“Господи, Господи, Господи, — с кроткой серьезностью повторял я про себя, — если Ты есть, не дай мне, добрый Господи, расстаться с ним”.
Я понял, что иметь жалкого отца — больше, чем иметь сокровище.
Вот почерневшая пустота и редкие летящие двойные огни влетают в нас, делая нас неодушевленными, распахнутыми и сквозными.
Моей молитве не за что зацепиться, и она тоже пролетает сквозь меня, оставляя во мне щемящую выемку.
Мне становится понятно, что я состою из иного вещества и тела во мне почти нет. Я делаюсь равным видимости того, что переживал. Для самого себя совершенно нереальным.
Ни одного моста по пути.
Ни одна железная дорога не пересекает шоссе, ни одного шлагбаума, где бы мы могли хоть на миг остановиться. Чтобы обездвиженность отяжелила меня или растворила, как полную мнимость. Ведь я пребывал где-то между ними. Вблизи фантома отца, которого страстно любил, и человеческого тела, принадлежащего другому мужчине, вычеркнувшему когда-то меня из своей взрослой жизни так цинически легко.
У слова “легко” нет границ.
Мы мчимся, чтобы больше не увидеться, понимаю я.
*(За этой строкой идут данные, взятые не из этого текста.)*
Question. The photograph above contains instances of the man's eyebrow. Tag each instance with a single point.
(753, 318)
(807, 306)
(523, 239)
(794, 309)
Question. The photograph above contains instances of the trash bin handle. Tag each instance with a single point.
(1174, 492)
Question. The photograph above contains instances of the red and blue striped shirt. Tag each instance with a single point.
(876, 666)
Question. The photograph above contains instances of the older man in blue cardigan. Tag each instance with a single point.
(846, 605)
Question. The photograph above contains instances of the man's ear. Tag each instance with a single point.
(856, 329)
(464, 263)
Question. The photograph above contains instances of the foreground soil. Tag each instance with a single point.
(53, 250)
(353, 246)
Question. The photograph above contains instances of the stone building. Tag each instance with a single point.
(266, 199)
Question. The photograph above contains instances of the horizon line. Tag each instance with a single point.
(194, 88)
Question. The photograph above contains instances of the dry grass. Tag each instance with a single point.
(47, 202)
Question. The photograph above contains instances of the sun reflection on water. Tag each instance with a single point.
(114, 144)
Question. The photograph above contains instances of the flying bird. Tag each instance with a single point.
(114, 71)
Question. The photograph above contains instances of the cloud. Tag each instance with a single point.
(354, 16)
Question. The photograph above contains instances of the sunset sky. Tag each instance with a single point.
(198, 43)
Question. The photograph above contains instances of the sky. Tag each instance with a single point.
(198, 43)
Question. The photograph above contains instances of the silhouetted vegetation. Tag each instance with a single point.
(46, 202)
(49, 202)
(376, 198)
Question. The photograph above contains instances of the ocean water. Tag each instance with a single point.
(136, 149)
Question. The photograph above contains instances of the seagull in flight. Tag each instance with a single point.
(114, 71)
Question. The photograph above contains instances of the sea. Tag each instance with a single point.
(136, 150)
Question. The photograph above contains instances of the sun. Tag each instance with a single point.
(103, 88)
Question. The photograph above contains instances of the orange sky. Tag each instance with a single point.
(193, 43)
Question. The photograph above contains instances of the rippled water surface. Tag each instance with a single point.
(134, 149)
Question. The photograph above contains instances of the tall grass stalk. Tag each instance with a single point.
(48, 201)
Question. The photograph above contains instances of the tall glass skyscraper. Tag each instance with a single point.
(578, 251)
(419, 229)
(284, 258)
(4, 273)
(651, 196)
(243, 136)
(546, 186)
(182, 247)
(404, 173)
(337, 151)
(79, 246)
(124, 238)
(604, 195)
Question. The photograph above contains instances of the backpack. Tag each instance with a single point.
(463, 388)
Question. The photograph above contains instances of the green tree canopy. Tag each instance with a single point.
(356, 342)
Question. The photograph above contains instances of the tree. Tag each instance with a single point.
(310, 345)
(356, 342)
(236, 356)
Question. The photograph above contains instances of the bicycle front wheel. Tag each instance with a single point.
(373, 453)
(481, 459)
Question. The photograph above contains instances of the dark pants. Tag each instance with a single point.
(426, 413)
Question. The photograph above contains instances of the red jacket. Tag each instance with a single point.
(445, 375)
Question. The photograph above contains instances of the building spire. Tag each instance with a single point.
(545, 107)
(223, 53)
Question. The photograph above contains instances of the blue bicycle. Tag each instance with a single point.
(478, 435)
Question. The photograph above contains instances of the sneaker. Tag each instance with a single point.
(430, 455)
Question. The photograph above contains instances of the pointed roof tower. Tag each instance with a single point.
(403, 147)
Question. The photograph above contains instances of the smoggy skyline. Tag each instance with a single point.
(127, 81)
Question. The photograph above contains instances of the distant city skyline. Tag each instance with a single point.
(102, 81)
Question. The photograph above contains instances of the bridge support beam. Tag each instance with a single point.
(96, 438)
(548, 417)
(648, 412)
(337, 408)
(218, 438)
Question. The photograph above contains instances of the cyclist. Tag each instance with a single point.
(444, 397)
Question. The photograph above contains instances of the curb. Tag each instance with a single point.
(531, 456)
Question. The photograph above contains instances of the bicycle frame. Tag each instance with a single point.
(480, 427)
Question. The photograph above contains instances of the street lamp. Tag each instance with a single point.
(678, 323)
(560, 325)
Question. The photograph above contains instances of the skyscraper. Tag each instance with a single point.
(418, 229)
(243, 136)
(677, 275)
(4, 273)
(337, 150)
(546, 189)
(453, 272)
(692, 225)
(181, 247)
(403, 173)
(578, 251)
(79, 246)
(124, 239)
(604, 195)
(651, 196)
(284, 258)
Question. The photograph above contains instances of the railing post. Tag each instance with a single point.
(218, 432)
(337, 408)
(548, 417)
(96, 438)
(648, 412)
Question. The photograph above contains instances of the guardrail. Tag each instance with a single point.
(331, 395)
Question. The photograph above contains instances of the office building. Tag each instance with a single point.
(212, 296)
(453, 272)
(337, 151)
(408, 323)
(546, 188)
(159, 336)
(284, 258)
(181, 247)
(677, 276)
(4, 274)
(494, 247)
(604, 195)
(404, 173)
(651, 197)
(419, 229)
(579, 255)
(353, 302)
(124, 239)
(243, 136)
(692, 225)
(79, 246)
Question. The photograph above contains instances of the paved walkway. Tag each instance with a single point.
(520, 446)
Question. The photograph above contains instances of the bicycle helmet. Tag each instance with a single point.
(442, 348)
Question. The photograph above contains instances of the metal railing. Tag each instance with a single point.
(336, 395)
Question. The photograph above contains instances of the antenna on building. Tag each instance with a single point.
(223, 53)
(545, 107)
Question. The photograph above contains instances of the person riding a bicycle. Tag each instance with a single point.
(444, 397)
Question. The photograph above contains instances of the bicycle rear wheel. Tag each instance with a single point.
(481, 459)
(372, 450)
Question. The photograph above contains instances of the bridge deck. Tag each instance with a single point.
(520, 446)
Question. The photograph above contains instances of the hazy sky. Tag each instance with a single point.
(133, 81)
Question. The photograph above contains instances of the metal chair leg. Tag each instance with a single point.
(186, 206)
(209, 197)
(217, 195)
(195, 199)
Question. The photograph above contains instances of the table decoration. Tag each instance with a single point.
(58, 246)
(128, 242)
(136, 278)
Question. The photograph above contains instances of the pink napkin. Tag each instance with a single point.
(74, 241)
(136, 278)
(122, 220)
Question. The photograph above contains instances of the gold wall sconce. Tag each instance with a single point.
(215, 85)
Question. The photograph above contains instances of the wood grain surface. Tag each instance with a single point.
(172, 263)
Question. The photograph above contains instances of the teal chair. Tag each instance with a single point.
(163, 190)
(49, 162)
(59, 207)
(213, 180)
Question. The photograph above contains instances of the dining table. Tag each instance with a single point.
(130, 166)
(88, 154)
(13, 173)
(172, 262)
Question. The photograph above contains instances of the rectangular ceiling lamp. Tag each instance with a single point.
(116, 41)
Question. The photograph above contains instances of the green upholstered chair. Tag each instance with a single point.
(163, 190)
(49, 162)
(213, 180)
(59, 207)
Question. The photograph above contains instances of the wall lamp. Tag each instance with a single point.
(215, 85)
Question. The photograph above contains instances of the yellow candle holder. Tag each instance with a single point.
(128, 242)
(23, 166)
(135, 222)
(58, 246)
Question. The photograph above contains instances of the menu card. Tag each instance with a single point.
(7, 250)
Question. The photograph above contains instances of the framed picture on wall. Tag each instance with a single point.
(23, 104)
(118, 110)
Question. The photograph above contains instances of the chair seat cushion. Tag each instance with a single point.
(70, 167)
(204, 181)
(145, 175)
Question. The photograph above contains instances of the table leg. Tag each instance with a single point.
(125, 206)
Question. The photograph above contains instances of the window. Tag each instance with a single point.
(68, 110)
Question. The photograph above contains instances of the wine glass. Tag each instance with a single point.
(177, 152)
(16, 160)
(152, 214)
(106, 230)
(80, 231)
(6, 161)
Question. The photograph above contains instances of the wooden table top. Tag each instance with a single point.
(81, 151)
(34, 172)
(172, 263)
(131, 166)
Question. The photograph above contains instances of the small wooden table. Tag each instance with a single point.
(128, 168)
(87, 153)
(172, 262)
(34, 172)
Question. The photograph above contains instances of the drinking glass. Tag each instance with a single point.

От руки, лежащей на моем плече, от пальцев, перебирающих мои волосы на моем затылке, я начинаю возбуждаться. Даже не от этого, а оттого, что моей близости с отцом положен серьезный и зримый конец им самим, ласкающим меня в первый и последний раз.
Ведь так и вышло. Потом мы так и не пересеклись. Нигде. При его жизни.
Хотя это и было сто лет назад, я помню каждую деталь той ночи.
Особенную страстную деталь.
Данную мне как отсутствие смысла и содержания. Как внятное одному мне незначащее пустое слово, но обозначающее дорогую мне вещь или желанное действие. Они уже настолько дороги и желанны, что имеют обратный знак. Они вывернуты.
Эта ночь зачеркивала все:
— календарные пределы суток (ведь дорога бесконечна и равна ночи с сияющими зодиакальными животными, настигающими и обгоняющими нас),
— закон мужественности (нежность отца поворачивала его ко мне другой, невероятно страшной и торжественной стороной),
— сыновний запрет (я-то ведь не мог быть с ним ласков, как и не мог отвергнуть его ласку, я не мог насмехаться над ним, но в то же время я безмерно желал, чтоб он был нежен со мной).
Он что-то тихо мычал себе под нос. Песню. Ее мелодии за гудением мотора я разобрать не мог. Может, это была колыбельная? На слова Лермонтова? Они сливались с шумом мотора и свистом дороги.
Он как-то серьезной кротостью меня пугал, и мне становилось страшно, но не его, а самого моего страха. Будто в отца, а я про себя понимал его не как “отца”, а как некоего непомерного “его”, постепенно вселялся другой, непонятный, но невероятно близкий мне, прекрасный и поэтому желанный поющий человек. Мой смилостивившийся преследователь, подаривший мне ночную отсрочку.
Не мой священный неприкосновенный отец, а пугающе близкий мужчина, сплетенный из узкой ленты дороги, темной полосы небес, лучей, несущихся навстречу рассыпающимися слезными снопами. И самое главное — из моего страха потерять его. Не вообще, когда-то, а именно сейчас, на исходе его ласки.
Скашивая глаза, я наблюдаю его. Мой взор спускается по его высоко подбритым вискам, через гладкую скулу к подбородку. Я не замечал этой мягкости. Он — большой младенец, замкнутый серьезностью своего мира. Мира, претерпеваемого им. Мира, внятного только ему. Где-то за границей этого надежного напева. И из-за этой его новой безвозрастной детскости я перестал его бояться.
Но я был ни жив ни мертв, так как оцепенел от страсти. И мне не было стыдно. Стыд простирался за другими границами, которых я, может быть, так никогда и не достигну.